I really must see if you can buy a book on misericords and how to interpret them.
Part of the nineteenth century mosaic floor in the Chancel
14th century alabaster Foljambe Monument
The stained glass windows, apart from one installed in 1905, date back to the mid/late 19th century.
The 1893 Window of Saints and Angels adoring the Lamb of God by the Pre-Raphaelite artist Henry Holiday
The C E Kempe window of ~1905 of St George and St Hubert who saw a vision of the crucified Lord in a stag's antler and was thus converted. The window shows the influence of black and white photography through its cloudscapes.
The Wheatsheaf trademark of Kempe
I didn't take photos of all the windows so missed the Clayton and Bell window - one of the perils of reading the guidebook after you've returned home!!
It was raining as we left so I only had chance for a quick look round the churchyard and managed to get a few photos of the Saxon crosses. It was only when I got home (again) that I discovered I should have taken photos of all faces of the crosses as they are all different and represent pagan and christian panels so I've only included information of the cross faces that I took pictures of.
This is the 8th century Saxon Cross (it would once have had a cross on the top). Possible interpretations of the pagan panels which show the pagan view of the world. Symbols show an ash tree with Woden above humans on branches with a squirrel whose role was that of messenger between gods and humans.

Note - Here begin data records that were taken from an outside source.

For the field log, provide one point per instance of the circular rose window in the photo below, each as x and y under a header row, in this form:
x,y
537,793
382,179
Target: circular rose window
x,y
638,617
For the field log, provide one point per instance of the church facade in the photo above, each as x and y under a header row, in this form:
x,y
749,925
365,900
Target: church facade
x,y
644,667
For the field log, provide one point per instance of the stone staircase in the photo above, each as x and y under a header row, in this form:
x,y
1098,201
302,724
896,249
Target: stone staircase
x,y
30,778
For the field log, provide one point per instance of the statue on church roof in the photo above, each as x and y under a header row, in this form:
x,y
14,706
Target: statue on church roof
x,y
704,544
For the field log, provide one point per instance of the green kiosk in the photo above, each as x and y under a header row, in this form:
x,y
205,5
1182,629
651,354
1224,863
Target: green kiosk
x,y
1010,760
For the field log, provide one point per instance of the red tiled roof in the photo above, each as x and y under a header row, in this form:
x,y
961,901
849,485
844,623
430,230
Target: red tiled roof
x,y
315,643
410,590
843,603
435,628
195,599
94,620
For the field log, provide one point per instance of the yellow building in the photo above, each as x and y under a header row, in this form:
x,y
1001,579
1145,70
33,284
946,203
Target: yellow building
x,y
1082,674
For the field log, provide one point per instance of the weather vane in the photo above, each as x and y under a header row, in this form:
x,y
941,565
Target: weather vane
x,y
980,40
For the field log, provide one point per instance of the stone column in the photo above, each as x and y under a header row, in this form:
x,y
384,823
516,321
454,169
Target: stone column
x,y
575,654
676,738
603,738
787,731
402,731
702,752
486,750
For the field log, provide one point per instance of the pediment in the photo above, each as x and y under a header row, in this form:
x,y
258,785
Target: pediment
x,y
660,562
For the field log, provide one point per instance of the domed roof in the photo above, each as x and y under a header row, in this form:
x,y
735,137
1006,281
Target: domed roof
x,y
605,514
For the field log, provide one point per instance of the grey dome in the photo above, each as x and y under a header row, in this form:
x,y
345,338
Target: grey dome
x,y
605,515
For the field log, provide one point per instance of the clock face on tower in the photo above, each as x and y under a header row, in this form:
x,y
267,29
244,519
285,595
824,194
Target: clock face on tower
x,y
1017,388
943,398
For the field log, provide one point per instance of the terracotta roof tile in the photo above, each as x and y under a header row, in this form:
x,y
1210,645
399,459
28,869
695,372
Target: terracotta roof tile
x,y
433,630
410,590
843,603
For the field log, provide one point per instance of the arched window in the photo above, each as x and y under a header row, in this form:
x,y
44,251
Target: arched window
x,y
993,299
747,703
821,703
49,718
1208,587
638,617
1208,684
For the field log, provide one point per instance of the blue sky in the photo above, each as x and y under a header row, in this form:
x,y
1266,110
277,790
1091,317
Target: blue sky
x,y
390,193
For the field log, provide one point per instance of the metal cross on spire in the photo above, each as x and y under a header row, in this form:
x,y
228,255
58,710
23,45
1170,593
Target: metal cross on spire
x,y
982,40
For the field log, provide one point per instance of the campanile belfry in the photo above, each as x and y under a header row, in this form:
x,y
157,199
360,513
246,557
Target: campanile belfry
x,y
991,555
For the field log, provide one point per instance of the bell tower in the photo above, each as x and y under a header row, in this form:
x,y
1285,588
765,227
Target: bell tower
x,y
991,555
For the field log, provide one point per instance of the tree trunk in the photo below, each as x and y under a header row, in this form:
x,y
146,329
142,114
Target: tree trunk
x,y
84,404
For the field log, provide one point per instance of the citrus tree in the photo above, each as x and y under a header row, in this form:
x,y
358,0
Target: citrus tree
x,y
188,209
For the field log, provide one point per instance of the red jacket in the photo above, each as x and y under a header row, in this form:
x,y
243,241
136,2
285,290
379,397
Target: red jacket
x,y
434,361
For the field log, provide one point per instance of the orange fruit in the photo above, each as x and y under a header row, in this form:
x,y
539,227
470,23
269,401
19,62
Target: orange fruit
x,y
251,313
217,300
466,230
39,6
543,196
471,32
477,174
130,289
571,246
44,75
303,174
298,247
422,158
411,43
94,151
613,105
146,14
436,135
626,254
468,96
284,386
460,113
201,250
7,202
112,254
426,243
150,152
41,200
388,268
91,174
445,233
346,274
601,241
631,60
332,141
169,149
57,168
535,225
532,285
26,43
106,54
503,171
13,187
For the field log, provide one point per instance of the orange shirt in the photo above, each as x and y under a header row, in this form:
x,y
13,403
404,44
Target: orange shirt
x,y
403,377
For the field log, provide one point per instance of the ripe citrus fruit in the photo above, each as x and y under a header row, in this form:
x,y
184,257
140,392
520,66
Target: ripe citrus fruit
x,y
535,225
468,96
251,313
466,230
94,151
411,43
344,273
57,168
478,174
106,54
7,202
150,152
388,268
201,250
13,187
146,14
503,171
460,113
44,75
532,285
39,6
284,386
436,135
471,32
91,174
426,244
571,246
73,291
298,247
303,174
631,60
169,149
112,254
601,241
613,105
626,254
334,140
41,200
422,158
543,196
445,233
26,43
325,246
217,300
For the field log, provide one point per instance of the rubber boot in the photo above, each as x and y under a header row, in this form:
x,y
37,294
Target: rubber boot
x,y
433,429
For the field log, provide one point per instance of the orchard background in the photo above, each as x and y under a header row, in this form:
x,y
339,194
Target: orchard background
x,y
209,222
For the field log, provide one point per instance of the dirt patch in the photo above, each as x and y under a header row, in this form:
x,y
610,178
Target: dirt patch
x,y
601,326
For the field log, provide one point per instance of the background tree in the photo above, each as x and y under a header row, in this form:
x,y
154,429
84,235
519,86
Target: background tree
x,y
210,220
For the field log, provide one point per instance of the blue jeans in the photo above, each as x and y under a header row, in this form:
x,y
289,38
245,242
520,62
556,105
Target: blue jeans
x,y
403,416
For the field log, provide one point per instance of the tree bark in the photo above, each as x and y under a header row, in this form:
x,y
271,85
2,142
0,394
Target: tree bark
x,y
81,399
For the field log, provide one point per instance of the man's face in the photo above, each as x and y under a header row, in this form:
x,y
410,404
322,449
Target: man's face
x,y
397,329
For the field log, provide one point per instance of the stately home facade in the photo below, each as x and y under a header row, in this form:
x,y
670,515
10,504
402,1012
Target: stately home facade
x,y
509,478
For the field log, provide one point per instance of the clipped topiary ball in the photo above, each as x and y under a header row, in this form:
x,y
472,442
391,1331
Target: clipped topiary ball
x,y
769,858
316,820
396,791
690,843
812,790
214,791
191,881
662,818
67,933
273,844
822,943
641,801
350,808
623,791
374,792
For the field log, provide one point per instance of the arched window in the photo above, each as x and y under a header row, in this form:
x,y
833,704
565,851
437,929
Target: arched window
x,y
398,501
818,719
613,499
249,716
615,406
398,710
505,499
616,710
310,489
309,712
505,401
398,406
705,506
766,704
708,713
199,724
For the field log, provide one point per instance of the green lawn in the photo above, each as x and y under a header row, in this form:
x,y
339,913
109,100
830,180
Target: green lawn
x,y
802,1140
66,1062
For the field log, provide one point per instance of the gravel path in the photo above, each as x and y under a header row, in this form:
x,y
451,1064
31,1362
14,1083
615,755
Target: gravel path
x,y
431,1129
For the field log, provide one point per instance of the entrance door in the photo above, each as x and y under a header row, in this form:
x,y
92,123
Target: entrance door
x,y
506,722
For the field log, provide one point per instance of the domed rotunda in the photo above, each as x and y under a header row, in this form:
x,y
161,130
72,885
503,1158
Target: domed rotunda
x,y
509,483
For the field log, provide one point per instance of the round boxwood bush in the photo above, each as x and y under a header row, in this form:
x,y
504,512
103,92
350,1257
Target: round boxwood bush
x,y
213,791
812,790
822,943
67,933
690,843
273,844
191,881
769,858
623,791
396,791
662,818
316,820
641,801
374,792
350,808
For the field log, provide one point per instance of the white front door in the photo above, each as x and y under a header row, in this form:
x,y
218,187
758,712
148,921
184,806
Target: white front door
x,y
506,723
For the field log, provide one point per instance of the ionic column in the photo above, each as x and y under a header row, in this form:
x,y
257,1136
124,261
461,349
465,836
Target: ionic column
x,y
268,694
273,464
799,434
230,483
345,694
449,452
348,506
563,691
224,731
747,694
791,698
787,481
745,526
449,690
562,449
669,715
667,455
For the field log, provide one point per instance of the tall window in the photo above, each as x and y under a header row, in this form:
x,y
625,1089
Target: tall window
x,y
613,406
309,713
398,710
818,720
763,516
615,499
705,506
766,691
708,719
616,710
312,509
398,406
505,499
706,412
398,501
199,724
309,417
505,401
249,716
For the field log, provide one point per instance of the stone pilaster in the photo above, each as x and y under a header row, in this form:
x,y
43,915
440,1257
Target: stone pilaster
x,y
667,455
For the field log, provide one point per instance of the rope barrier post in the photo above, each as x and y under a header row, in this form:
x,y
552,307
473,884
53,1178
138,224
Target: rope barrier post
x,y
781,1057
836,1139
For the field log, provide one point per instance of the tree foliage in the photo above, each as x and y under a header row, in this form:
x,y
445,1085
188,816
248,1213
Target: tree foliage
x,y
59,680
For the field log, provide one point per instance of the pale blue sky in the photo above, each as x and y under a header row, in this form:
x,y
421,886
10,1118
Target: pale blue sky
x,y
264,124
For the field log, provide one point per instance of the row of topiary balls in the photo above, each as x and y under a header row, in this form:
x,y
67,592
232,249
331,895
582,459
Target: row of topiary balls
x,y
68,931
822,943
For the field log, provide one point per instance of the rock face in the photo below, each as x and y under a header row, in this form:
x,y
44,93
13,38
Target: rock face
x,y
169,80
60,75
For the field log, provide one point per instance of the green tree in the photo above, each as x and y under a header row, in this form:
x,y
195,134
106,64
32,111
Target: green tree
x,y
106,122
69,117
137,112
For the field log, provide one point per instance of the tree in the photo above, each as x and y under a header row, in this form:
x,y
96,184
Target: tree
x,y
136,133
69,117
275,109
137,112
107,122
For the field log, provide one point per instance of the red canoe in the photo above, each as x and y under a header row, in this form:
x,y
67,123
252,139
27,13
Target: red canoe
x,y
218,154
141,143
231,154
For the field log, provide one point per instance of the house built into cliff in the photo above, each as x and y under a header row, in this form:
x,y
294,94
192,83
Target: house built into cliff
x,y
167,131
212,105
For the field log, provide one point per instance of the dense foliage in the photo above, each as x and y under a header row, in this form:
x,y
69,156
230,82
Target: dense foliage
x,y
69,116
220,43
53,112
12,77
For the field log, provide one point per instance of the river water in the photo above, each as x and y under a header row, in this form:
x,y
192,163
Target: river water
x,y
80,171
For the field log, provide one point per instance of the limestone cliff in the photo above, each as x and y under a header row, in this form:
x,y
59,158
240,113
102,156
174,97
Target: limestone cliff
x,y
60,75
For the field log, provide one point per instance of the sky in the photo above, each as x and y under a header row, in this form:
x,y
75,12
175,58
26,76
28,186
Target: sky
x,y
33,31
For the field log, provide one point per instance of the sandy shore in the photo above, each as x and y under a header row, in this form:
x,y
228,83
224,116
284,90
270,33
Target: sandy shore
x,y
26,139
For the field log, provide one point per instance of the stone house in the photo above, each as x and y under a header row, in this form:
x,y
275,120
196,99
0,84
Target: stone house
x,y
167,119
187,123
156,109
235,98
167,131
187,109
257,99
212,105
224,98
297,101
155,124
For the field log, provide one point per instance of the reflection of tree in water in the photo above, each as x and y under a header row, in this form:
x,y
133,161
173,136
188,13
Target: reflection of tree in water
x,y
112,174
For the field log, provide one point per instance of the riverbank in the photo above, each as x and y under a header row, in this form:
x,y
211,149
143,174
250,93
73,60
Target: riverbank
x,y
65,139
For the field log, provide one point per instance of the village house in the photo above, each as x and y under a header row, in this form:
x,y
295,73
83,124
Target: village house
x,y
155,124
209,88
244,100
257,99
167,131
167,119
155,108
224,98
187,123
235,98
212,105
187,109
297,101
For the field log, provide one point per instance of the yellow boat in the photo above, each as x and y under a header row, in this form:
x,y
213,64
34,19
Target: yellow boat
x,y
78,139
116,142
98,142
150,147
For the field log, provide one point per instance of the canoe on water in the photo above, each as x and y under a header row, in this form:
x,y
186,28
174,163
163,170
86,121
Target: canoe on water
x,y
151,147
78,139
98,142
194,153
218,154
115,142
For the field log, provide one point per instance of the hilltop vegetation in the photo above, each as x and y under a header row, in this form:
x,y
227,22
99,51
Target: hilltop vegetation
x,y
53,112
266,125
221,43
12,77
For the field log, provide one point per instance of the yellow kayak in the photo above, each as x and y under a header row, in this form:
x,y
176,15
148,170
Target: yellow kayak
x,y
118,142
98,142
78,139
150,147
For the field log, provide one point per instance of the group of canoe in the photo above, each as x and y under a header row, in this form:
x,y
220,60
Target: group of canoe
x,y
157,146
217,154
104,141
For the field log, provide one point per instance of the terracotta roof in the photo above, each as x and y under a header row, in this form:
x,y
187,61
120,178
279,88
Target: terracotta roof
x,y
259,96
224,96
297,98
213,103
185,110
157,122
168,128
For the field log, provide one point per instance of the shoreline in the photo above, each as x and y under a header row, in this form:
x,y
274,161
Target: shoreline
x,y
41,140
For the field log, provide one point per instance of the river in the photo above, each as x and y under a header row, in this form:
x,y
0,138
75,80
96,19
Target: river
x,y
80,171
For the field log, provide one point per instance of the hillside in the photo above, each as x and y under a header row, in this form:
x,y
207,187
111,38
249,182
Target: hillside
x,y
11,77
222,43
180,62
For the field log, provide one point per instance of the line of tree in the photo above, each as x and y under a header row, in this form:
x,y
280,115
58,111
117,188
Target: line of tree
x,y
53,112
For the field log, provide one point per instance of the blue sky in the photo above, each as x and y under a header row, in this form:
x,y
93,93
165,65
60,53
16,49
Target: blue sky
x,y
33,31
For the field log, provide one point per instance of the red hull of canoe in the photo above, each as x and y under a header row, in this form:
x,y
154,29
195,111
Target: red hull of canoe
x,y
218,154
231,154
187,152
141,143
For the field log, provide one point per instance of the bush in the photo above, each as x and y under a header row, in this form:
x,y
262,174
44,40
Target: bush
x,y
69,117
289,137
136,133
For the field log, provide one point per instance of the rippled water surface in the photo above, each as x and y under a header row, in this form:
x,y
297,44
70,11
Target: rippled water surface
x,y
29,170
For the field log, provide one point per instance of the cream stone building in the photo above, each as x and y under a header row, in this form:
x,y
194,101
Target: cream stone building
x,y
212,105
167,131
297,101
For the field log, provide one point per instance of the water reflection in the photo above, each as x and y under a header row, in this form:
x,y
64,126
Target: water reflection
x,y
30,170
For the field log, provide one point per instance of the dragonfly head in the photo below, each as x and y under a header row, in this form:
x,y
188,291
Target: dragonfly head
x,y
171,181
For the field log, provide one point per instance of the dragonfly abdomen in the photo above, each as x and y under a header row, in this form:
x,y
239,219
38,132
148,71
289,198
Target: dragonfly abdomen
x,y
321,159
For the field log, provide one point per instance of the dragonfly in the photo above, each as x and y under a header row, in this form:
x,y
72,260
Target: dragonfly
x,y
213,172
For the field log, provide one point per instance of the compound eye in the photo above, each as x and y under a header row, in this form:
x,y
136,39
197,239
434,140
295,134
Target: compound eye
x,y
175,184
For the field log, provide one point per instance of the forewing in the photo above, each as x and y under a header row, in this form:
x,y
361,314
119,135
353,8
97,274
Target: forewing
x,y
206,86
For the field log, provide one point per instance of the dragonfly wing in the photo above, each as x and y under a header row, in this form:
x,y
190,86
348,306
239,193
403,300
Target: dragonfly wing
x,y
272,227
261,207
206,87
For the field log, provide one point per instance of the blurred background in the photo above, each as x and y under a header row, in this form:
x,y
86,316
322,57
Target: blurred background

The Anglo Scandinavian Cross
Evidence suggests that this was found on a ridgeway above Beeley and and was brought to the church for safekeeping. Again the cross head is missing. It is a listed ancient monument and dates from 1000 AD. Some crosses like this marked parish boundaries whilst others commemorated a major event. Sadly, many were destroyed and unbelievably used as foundations for roads :(
South Face - it is believed the face at the top is a Norse mask. Pellets below may represent fruits of vine i.e. Christianity. The 2 crosses with loose, unconnected rings suggest 2 tribes whereas the lower rings are connected suggesting the joining up of tribes.
A view from the rainy churchyard over the town and surrounding countryside.
The church is beautiful and very interesting and well worth a visit if you ever visit the area. There were a lot of other fascinating features that I missed/didn't have time to see. Just beyond the church is the Bakewell Old Museum which I would have liked to have looked round.
Sorry for all the photos - you can see why I split the post on Bakewell into two!!
References : All Saints Parish Church, Bakewell Guidebook plus various information boards around the church.